Detroit, Michigan – A new type of crash test dummy, the computer simulation Human Body Model (HBM), will soon be used alongside conventional dummies made of rubber and steel. The HBMs were created through the Global Human Body Models Consortium (GHBMC), established in 2006 by a joint venture of Chrysler, Ford, General Motors, Honda, Hyundai, Nissan, Renault, Peugeot-Citroën, Takata, Toyota and TRW Automotive Holdings.
The virtual HBMs are intended to help simulate human responses in automobile crashes, helping researchers better predict the effect of trauma on the body than has traditionally been able with crash test dummies. The HBMs will even contained detailed representation of the bones and soft tissues of the body, with special attention directed to those parts most frequently injured in vehicle crashes.
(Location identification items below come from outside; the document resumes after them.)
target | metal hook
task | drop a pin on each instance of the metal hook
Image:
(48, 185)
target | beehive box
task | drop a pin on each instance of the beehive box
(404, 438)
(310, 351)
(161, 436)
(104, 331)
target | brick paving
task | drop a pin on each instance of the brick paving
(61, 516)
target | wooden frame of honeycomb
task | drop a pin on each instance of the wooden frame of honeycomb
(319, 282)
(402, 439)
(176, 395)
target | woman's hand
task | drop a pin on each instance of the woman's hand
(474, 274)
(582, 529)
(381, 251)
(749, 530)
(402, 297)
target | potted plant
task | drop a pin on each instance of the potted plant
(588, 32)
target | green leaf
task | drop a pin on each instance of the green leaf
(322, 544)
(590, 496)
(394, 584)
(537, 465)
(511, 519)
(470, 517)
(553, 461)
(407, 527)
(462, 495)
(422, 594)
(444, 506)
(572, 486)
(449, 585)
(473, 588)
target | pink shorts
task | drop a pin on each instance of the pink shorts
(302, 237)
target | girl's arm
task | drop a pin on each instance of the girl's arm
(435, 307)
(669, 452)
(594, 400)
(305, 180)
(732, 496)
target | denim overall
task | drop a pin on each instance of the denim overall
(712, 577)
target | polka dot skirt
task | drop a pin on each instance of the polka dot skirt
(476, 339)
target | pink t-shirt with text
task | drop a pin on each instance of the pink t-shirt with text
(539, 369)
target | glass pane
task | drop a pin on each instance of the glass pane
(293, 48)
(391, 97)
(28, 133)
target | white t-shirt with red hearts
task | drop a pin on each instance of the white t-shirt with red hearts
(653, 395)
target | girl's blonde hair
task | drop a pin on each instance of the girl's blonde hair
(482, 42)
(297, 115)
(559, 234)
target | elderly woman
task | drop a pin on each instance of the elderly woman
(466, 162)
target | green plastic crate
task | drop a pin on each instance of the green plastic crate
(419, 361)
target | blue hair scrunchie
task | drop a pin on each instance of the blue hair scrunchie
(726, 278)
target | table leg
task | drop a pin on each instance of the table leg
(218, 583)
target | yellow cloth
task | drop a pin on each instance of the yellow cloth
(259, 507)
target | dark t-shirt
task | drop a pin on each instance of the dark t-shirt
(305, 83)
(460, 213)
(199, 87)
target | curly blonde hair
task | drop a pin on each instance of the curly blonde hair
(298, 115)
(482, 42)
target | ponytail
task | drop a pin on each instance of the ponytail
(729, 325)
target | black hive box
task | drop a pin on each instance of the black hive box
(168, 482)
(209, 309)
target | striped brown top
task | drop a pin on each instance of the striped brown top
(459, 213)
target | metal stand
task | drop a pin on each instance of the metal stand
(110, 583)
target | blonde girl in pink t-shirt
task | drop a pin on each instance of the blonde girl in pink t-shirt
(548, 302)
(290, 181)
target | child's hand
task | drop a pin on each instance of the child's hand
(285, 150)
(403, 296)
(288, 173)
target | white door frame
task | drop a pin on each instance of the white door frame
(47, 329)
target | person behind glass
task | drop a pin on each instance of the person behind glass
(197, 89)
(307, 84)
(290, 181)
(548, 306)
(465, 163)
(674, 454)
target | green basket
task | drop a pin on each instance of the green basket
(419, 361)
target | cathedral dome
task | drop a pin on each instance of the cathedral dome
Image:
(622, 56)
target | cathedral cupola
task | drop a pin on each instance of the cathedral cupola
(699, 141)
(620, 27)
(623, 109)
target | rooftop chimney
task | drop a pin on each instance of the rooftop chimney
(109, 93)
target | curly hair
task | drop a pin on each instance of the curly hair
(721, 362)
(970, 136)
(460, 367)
The mission of the GBHMC is to create the world’s most detailed computer models of the human body, and has selected six teams, made up of universities and research institutions from across the globe including the University of Waterloo in Ontario, to collaborate with each other and with GHBMC’s members on the project. This includes a full body integration centre, together with five region centres for the head, neck, thorax/upper extemities, abdomen, and pelvis/lower extremities.
Initially, the models will be of four different-sized individuals, two male and two female. Eventually, the GHBMC plans to create an extended family of virtual humans, from children to senior adults.